Bub1 suppresses inflammatory arthritis-associated bone loss in mice through inhibition of TNFα-mediated osteoclastogenesis.

ABSTRACT

Rheumatoid arthritis (RA) is an inflammatory autoimmune disease characterized by synovitis, bone and cartilage destruction, and increased fracture risk with bone loss. Although disease-modifying antirheumatic drugs have dramatically improved clinical outcomes, these therapies are not universally effective in all patients because of the heterogeneity of RA pathogenesis. Therefore, it is necessary to elucidate the molecular mechanisms underlying RA pathogenesis, including associated bone loss, in order to identify novel therapeutic targets. In this study, we found that Budding uninhibited by benzimidazoles 1 (BUB1) was highly expressed in RA patients' synovium and murine ankle tissue with arthritis. As CD45+CD11b+ myeloid cells are a Bub1 highly expressing population among synovial cells in mice, myeloid cell-specific Bub1 conditional knockout (Bub1ΔLysM) mice were generated. Bub1ΔLysM mice exhibited reduced femoral bone mineral density when compared with control (Ctrl) mice under K/BxN serum-transfer arthritis, with no significant differences in joint inflammation or bone erosion based on a semi-quantitative erosion score and histological analysis. Bone histomorphometry revealed that femoral bone mass of Bub1ΔLysM under arthritis was reduced by increased osteoclastic bone resorption. RNA-seq and subsequent Gene Set Enrichment Analysis demonstrated a significantly enriched nuclear factor-kappa B pathway among upregulated genes in receptor activator of nuclear factor kappa B ligand (RANKL)-stimulated bone marrow-derived macrophages (BMMs) obtained from Bub1ΔLysM mice. Indeed, osteoclastogenesis using BMMs derived from Bub1ΔLysM was enhanced by RANKL and tumor necrosis factor-α or RANKL and IL-1ß treatment compared with Ctrl. Finally, osteoclastogenesis was increased by Bub1 inhibitor BAY1816032 treatment in BMMs derived from wildtype mice. These data suggest that Bub1 expressed in macrophages plays a protective role against inflammatory arthritis-associated bone loss through inhibition of inflammation-mediated osteoclastogenesis.

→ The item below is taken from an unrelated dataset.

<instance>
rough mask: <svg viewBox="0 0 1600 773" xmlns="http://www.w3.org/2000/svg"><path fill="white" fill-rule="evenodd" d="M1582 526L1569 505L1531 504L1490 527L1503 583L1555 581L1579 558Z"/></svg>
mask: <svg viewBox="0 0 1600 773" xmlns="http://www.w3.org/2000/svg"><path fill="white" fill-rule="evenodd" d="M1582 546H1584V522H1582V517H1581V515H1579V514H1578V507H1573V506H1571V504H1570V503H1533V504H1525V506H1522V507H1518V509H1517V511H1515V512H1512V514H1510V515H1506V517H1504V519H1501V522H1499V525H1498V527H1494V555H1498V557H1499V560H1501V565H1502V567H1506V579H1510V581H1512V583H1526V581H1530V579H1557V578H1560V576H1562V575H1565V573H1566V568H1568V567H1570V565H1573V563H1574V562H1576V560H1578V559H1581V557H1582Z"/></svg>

Rheumatoid arthritis (RA) is a disease caused by an abnormal immune system, resulting in inflammation, swelling, and bone destruction in the joints, along with systemic bone loss. While new medications have dramatically improved treatment efficacy, these therapies are not universally effective for all patients. Therefore, we need to understand the regulatory mechanisms behind RA, including associated bone loss, to develop better therapies. In this study, we found that Budding uninhibited by benzimidazoles 1 (Bub1) was highly expressed in inflamed joints, especially in myeloid cells, which are a type of immune cells. To explore its role, we created myeloid cell­specific Bub1 conditional knockout (cKO) mice and induced arthritis to analyze its role during arthritis. The cKO mice exhibited lower bone mineral density when compared with control mice under inflammatory arthritis because of increased osteoclastic bone resorption, without significant differences in joint inflammation or bone erosion. Further investigation showed that Bub1 prevents excessive osteoclast differentiation induced by inflammation in bone marrow macrophages. These data suggest that Bub1 in macrophages protects against bone loss caused by inflammatory arthritis, offering potential insights for developing treatments that focus on bone health.